Monday, November 15, 2004

"New Media" Contributing to Unrest in China

As China emerges from its Maoist past to become a postindustrial power, growing pains are starting to show. An Asia Times article notes numerous incidents of protests and rioting across the country in recent months, and states that major incidents of social unrest have increased by 15% since 2003.

The sources of this unrest are many, but one factor may be that by providing citizens with information they never had before, "new media" outlets are creating a level of frustration with the government and society in general:

Making matters worse for the government, China's "new media" appear to be reaching a critical mass. While news of unrest is usually blacked out of the Chinese media, word is now spreading quickly via the widespread use of modern communications, including mobile phones, faxes, instant messages and the Internet, reaching Chinese nationwide. Activists in China have also become more adept at communicating with the foreign media. Within the past year, for example, dissatisfied Chinese citizens have begun to contact foreign journalists directly using mobile phones, short messages, faxes and e-mail...
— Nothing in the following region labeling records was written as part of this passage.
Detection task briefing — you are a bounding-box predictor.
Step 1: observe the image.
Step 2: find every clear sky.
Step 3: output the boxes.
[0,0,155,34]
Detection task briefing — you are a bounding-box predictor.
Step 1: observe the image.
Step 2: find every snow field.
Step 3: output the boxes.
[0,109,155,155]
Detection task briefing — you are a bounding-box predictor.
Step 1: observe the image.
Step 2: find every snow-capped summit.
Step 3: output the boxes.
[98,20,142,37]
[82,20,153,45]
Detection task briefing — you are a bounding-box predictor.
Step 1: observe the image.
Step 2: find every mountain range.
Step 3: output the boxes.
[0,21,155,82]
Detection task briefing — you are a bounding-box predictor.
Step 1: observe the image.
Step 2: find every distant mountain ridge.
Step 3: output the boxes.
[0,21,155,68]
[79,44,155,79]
"I think the real new dimension is that activists on the streets and across the country are communicating with each other, and this didn't happen before," said [Asian Studies Professor Dru] Gladney. "Really, what's different now is the transregional coordination and awareness, rather than an increase" in unrest.
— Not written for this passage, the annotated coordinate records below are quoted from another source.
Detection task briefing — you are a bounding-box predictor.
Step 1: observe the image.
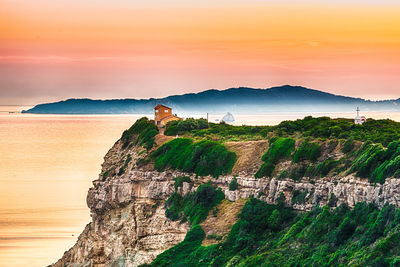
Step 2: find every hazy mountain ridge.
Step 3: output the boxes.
[23,85,400,114]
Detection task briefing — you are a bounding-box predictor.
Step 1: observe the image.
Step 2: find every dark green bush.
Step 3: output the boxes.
[292,189,308,204]
[151,138,236,177]
[118,155,132,175]
[121,117,158,149]
[174,176,190,191]
[165,183,224,225]
[255,138,295,178]
[293,140,321,163]
[148,199,400,266]
[229,177,239,191]
[151,225,205,267]
[164,118,208,136]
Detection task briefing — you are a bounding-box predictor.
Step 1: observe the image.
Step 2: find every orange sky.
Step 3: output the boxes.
[0,0,400,104]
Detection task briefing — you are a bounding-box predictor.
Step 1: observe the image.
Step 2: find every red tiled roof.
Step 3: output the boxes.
[160,115,180,121]
[154,104,172,109]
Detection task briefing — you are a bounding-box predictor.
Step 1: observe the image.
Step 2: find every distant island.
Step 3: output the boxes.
[22,85,400,114]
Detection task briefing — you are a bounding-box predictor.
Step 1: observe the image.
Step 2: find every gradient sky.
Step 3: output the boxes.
[0,0,400,105]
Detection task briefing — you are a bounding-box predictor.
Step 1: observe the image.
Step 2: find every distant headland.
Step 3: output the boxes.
[22,85,400,114]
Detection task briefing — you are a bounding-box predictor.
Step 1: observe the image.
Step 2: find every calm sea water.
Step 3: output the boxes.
[0,106,400,266]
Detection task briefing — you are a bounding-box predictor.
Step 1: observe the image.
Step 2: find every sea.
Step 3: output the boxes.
[0,106,400,267]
And, Gladney told Asia Times Online, bottling up these channels of communication won't be as easy. "This is clearly of concern to the leadership, but I'm not sure the government can prevent it," he said. "We're dealing with the cell-phone generation where people are in communication more than before. You can't turn back the clock on that."
In other words, parts of China are succumbing to smart mobs. And one way or another, the Chinese authorities are going to have to come to terms with them, either through suppression or acceptance.
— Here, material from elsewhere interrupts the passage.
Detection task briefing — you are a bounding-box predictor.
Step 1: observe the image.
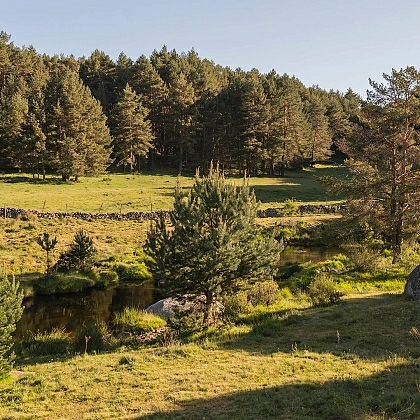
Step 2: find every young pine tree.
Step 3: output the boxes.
[145,167,281,323]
Opinions vary on how the Chinese government will ultimately be affected by this social stress. Some believe that the government can stamp out the unrest at a time of its choosing, and that localized, uncoordinated unrest poses no threat to the Communist Party. Others, though, warn that technology-driven protest doesn't need centralized leadership to challenge established authority. They point to the fall of the Soviet Union -- an event that took much othe world by surprise, and that was driven in part by common people's access to information sources that couldn't be censored.

China could be reaching a tipping point at the very moment when it is emerging as a global technology power. Regardless of how China responds to its internal turmoil, the effects could have wide-ranging impacts throughout the world.